PIKEVILLE, Tenn. — Blue skies and barbed wire fencing, it’s a vivid contrast of choice and consequence at the Bledsoe County Correctional Complex in Pikeville, Tennessee.
“When I came into prison, I broke my mom, my grandpa and my grandma’s heart,” Inmate #1 said.
“I was 22 years old,” added Inmate #2. “I got into a fist fight with a friend of mine and he was fatally wounded.
The identities of the two inmates can’t be revealed, but both say they grew up in loving homes. In fact, the father of Inmate #2 was a police chief. However, their choices landed them behind bars and now, both have a lot of time.
“I’m currently serving a life sentence,” Inmate #2 said.
Time to think and time to change.
“This is where I’m at,” said Inmate #2. “So, I just try to do better and make better choices.”
Ten miles away, children at the Van Buren Head Start in Spencer, Tennessee play with new toys, gifts from strangers. They’re oblivious to a harsh reality.
“There’s like 5,200 people in the entire county. Our per capita income is not great,” explained Karla Hillis, Van Buren Head Start Director. “We lack resources. We lack opportunities for employment.”
It’s a need the Bread of Life Rescue Mission nourishes daily 45 minutes away in Crossville, Tennessee.
“We give food 7 days a week if you’re hungry,” said Ralph Reagan, Bread of Life Director and Vice President. “We keep anywhere from 30 to 65 people a night here.”
Both Bread of Life Rescue Mission and the Van Buren Head Start depend on generous donors and that takes us back to the Bledsoe County Correctional Complex and Inmates #1 and #2.
“We try to do a lot of things locally right here because this is a really poor area,” said Inmate #1.
You see, not only have both inmates earned multiple degrees, even specialty licenses in prison, they lead a group of 243 inmates called the Lifer's Club.
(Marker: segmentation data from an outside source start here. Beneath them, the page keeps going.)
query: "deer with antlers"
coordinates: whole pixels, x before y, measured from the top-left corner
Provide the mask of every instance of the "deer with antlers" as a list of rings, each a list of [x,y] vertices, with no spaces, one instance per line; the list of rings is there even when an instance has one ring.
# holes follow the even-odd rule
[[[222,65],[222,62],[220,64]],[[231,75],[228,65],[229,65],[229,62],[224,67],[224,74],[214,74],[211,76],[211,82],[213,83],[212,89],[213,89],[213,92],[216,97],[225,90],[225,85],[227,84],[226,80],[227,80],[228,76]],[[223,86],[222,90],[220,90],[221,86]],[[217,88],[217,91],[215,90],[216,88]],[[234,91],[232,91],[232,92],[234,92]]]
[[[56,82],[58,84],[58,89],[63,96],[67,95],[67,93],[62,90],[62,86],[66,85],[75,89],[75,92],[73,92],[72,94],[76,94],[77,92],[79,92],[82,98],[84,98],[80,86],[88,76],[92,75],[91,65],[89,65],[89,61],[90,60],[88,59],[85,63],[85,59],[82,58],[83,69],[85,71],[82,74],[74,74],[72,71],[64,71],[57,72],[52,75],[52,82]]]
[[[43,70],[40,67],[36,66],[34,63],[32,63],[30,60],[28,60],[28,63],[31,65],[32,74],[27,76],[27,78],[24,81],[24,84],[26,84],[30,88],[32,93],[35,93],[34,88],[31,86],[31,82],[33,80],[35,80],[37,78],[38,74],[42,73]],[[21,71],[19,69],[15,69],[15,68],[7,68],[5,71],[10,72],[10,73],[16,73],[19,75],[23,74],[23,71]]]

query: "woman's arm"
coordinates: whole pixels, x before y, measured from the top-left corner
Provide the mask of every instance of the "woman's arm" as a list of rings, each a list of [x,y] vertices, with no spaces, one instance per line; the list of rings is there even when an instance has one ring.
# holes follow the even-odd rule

“The Lifer's club is a group of men here at the prison who’ve got 25 years or more currently and we’re all trying to give back,” said Inmate #1.
In 2018, the Lifer's Club donated $3700 to buy stem toys at Van Buren Head Start.
“The prison is one of our biggest contributors,” said Hillis.
“It’s kind of a way for us to right a wrong that we did when we weren’t able to be there for our kids,” said Inmate #1.
The Lifer's Club also donated more than $3,000 to the Bread of Life’s Christmas program.
“We took care of over 120 families with gifts and food,” said Reagan, describing how the helped Bread of Life Rescue Mission.
“I’ve seen $800 donations and I’ve seen $3 donations,” said Inmate #2. “ But one is not bigger than the other.”
In 2018, the Lifer's Club raised more than $23,000. And, in the last 3 years, they raised more than $56,000 for Van Buren Head Start, Bread of Life Rescue Mission and a dozen other nonprofits in Tennessee.
“We’re just trying to be God’s hands, feet and mouth in this environment,” said Inmate #1. “The Lifer’s Club is doing some things that even some of the churches aren’t doing.”
“We’re not looking for recognition,” added Inmate #2. “We just want to be there to make a difference.”
“What do you want people to know about you and the Lifer's Club,” asked 10News Anchor Beth Haynes.
“A lot of people have a misconception about people in prison,” said Inmate #1. “They think that everybody here is just scum of the earth, they’re all criminals, they can never change. But I think the Lifer's Club is a testimony men can change.”
Ralph Reagan of Bread of Life Rescue Mission is proof.
“I’ve been there,” said Reagan.
In addition to creating the Bread of Life Ministry, Reagan has served as a volunteer chaplain at the Bledsoe County Correctional Complex for 37 years. Before that, he was actually an inmate there.
“I had 7 felonies on me,” explained Reagan.
Former Governor Bill Haslam fully pardoned him last July.
“Just because you’re a felon doesn’t mean there’s not still something in the world left for you to do,” said Reagan.
“We are grateful to be able to help the children have a Merry Christmas,” said Hillis reading a letter the Lifer's Club sent the Van Buren Head Start along with the donation. “They’re really amazing. Their hearts are so big and they’re so kind.”
And, she says Christmas wouldn’t be the same without the Lifer's Club.
“The children would be the ones that would lose,” said Hillis.
It’s an impact that provides the inmates peace and moments of freedom from their past.
“When you lay down and go to sleep you know that you’ve helped somebody else,” said Inmate #1. “You know, even in prison we can have freedom.”
Next year, the Lifer's Club hopes to donate $30,000 dollars to nonprofits.